For the past three decades, British biologist Rupert Sheldrake has been asking questions that most scientists either haven't thought of asking, or may be discouraged from asking by the unwritten codes that often prevail in our scientific and academic institutions. He thinks there are many other scientists “... who have spiritual interests, psychic experiences and so forth, that don't or can't talk about them to their colleagues. If they do so, they'll find that many of their colleagues share these interests and that the conversation in the laboratory tea room would become so much more interesting than it is at present." Join us for this talk, sponsored by the California Institute of Integral Studies in San Francisco in 2012, in which Dr. Sheldrake introduces his book, Science Set Free, and addresses some of the constricting dogmas and assumptions of modern science, turning them into open questions that can be tested scientifically, rather than being accepted on faith alone. (hosted by Daniel Drasin)

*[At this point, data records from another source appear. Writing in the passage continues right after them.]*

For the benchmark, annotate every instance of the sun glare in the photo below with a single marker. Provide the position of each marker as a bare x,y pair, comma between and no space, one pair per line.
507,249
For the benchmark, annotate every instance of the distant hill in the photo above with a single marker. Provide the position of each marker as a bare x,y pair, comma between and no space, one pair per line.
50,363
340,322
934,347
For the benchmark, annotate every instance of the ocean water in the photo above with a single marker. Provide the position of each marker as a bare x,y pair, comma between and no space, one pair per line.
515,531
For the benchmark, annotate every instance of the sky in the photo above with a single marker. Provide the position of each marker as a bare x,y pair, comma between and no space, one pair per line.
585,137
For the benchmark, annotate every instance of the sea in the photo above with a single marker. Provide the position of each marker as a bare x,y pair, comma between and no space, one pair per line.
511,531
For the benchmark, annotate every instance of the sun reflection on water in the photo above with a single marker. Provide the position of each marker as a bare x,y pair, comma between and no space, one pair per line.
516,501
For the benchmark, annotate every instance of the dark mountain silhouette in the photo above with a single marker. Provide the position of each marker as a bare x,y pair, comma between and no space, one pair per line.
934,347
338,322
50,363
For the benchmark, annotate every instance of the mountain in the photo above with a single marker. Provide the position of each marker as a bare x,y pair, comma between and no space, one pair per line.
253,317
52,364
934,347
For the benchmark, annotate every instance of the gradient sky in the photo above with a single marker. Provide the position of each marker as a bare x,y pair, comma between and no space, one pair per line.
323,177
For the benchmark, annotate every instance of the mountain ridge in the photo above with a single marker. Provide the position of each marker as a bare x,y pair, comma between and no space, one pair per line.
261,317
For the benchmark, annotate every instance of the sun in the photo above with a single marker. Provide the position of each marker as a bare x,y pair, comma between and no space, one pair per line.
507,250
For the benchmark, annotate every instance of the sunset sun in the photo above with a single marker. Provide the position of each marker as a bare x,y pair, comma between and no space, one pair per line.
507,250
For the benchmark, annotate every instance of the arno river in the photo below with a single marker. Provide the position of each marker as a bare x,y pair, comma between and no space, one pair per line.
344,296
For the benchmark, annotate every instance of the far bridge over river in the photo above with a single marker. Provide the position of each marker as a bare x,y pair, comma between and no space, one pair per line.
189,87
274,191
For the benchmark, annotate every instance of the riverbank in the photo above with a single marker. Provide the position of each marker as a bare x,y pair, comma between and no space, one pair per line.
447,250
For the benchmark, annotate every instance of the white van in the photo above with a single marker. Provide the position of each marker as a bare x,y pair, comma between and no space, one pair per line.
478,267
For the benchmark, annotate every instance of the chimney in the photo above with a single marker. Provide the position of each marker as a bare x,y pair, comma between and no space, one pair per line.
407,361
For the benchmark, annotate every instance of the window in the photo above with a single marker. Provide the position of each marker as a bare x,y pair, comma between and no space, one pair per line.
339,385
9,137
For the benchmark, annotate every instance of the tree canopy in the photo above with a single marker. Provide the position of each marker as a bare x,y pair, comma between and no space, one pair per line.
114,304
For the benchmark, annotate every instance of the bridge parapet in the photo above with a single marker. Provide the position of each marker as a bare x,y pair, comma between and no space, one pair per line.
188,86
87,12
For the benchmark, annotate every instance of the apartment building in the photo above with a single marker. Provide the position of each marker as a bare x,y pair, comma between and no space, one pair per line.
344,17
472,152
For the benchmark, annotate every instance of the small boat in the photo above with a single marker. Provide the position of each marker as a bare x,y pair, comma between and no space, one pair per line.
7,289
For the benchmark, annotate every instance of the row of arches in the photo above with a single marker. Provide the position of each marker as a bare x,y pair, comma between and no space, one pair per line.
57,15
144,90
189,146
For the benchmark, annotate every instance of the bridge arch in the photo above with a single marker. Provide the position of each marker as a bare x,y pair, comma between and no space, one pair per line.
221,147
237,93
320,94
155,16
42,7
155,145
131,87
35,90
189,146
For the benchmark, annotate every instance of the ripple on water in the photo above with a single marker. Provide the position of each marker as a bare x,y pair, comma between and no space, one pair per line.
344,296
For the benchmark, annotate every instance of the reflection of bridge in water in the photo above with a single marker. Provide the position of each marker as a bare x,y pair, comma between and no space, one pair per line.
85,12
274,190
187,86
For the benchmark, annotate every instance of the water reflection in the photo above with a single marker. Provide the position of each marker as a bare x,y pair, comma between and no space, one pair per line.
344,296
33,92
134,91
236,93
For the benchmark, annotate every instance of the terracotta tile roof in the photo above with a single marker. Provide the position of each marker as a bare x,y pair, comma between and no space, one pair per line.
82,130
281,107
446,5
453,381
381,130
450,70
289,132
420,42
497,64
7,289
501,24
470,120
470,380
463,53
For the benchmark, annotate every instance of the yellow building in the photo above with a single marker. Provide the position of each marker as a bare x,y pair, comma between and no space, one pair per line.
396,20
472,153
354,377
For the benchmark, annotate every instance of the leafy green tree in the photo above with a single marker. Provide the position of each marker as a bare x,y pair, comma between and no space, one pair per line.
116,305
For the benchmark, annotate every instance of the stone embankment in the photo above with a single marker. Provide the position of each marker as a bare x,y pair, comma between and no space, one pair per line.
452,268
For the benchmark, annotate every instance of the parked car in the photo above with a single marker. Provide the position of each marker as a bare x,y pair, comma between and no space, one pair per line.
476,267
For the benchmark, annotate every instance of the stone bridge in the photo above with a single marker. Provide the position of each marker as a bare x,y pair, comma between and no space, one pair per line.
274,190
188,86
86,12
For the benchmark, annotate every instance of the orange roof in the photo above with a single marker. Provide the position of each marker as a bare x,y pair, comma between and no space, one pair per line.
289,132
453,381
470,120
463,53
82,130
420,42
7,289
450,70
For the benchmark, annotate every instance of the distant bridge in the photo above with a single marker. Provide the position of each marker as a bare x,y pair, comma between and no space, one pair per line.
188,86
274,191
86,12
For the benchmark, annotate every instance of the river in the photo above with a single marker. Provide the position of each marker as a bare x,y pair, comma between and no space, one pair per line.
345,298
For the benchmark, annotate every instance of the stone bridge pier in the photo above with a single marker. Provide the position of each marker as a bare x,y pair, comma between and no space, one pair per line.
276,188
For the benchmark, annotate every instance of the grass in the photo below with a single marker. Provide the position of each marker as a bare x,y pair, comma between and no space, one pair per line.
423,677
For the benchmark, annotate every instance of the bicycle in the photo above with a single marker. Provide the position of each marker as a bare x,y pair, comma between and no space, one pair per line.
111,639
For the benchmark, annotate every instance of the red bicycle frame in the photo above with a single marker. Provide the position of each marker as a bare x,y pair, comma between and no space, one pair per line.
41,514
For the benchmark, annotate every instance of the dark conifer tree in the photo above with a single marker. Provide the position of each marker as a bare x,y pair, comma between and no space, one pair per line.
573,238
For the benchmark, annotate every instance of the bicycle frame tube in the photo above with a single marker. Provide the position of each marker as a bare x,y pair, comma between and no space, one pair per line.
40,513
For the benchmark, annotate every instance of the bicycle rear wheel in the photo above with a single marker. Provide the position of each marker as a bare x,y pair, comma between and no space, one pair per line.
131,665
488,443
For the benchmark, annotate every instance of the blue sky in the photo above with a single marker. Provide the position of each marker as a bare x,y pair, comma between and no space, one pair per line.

Rupert Sheldrake studied natural sciences at Cambridge and philosophy at Harvard, took a Ph.D. in biochemistry at Cambridge and is the author of more than eighty scientific papers. Dr. Sheldrake is perhaps best known for his morphic field theory, which takes a fresh look at memory, habit, instinct and heredity as well as phenomena such as telepathy - aspects of human experience that are unexplained in terms of current physics. He is the author of several books including A New Science of Life: The Hypothesis of Formative Causation (J.P. Tarcher 1995), Dogs That Know When Their Owners Are Coming Home: And Other Unexplained Powers of Animals (Three Rivers Press 2001) and Science Set Free (Deepak Chopra Books, 2012), also published in the UK as The Science Delusion (Coronet 2012)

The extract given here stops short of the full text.